As “mortes de inverno” estão relacionadas a complicações de doenças respiratórias, poluição e circulação sazonal de outros vírus. Nesse cenário, a parcela mais afetada da população são os idosos e pessoas mais vulneráveis, que também são o principal grupo de risco da Covid-19. A doença, além de elevar os números da mortalidade geral, trouxe um fenômeno inédito na cidade: um pico de mortes nos primeiros meses do ano. “Houve uma antecipação do pico de mortes que aconteceria no inverno na cidade”, explica Neves. É como se as pessoas mais suscetíveis a morrer no período de inverno, como os idosos, tivessem sido vítimas do momento mais crítico da epidemia de coronavírus. Mas, segundo Neves, nada garante que um próximo pico importante de mortes não vá acontecer com a chegada do inverno. “As pessoas que seriam mais suscetíveis a morrer agora no meio do ano podem ter se resguardado [durante a onda de Covid-19], então elas continuam suscetíveis”, argumenta.

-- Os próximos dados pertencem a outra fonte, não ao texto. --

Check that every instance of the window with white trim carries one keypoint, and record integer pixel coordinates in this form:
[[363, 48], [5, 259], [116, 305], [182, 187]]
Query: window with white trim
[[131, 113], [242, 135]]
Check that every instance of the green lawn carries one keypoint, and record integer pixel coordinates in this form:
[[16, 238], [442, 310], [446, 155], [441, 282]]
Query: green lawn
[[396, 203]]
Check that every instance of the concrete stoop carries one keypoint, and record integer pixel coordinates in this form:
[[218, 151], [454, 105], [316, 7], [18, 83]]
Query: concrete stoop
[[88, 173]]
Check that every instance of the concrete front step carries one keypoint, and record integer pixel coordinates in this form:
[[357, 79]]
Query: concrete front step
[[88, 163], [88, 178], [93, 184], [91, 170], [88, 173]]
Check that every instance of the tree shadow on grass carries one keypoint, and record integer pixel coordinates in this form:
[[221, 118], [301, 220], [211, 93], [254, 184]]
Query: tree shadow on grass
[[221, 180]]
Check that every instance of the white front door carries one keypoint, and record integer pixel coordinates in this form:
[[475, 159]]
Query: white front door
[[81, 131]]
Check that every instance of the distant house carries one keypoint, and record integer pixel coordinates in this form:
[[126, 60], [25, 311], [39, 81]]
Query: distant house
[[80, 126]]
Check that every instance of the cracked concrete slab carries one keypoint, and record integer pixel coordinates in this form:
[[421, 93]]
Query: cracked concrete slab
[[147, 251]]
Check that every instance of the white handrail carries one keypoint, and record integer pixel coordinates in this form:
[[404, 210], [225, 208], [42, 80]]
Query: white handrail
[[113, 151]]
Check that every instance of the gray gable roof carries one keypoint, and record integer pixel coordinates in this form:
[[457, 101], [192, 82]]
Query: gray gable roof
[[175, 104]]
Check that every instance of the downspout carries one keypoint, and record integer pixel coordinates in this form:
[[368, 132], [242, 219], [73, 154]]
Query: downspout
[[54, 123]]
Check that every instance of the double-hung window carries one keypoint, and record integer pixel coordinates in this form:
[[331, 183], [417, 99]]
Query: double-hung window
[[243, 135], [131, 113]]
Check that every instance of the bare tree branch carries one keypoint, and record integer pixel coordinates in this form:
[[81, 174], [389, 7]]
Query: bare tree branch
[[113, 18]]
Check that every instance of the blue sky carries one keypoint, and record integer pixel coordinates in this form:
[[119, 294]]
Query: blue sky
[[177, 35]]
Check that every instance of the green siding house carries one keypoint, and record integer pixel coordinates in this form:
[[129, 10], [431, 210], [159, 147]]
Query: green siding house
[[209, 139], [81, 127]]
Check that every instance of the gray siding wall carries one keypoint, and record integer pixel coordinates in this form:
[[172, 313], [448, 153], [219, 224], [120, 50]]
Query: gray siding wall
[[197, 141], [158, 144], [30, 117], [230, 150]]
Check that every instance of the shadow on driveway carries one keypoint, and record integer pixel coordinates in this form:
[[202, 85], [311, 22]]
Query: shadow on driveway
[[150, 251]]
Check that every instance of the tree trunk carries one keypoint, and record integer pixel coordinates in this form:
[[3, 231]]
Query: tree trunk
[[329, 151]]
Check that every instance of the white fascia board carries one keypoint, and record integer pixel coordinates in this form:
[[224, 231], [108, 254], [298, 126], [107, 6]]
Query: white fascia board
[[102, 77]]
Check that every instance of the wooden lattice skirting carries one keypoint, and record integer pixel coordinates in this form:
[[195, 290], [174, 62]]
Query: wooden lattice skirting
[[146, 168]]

“O excesso de mortes aqui no Brasil foi mais forte na faixa etária intermediária e está relacionado à Covid-19”, conta Neves. “Os adultos e jovens estão se expondo mais e isso pode piorar com o relaxamento das medidas de isolamento social.” Além disso, o cenário trágico que se desenhou na cidade de São Paulo ainda pode ter efeitos mortais a longo prazo. Em meio à crise sanitária, pessoas com doenças que precisam de tratamento precoce, como o câncer, não estão sendo diagnosticadas. “O sistema ainda vai demorar a se organizar, então ainda pode existir uma repercussão potencial de aumento da mortalidade no futuro”, diz.
Por enquanto, os dados de mortalidade geral indicam uma tendência de queda. Os quatro primeiros dias de julho – últimos dados consolidados até agora – quebraram a continuidade macabra de recordes na cidade. Para os mais céticos, como o médico Hélio Neves, essa pode ser a calmaria que vem antes da tempestade. Apesar de o inverno ter chegado mais cedo em São Paulo, ainda faltam seis meses para o ano mais mortal da cidade acabar.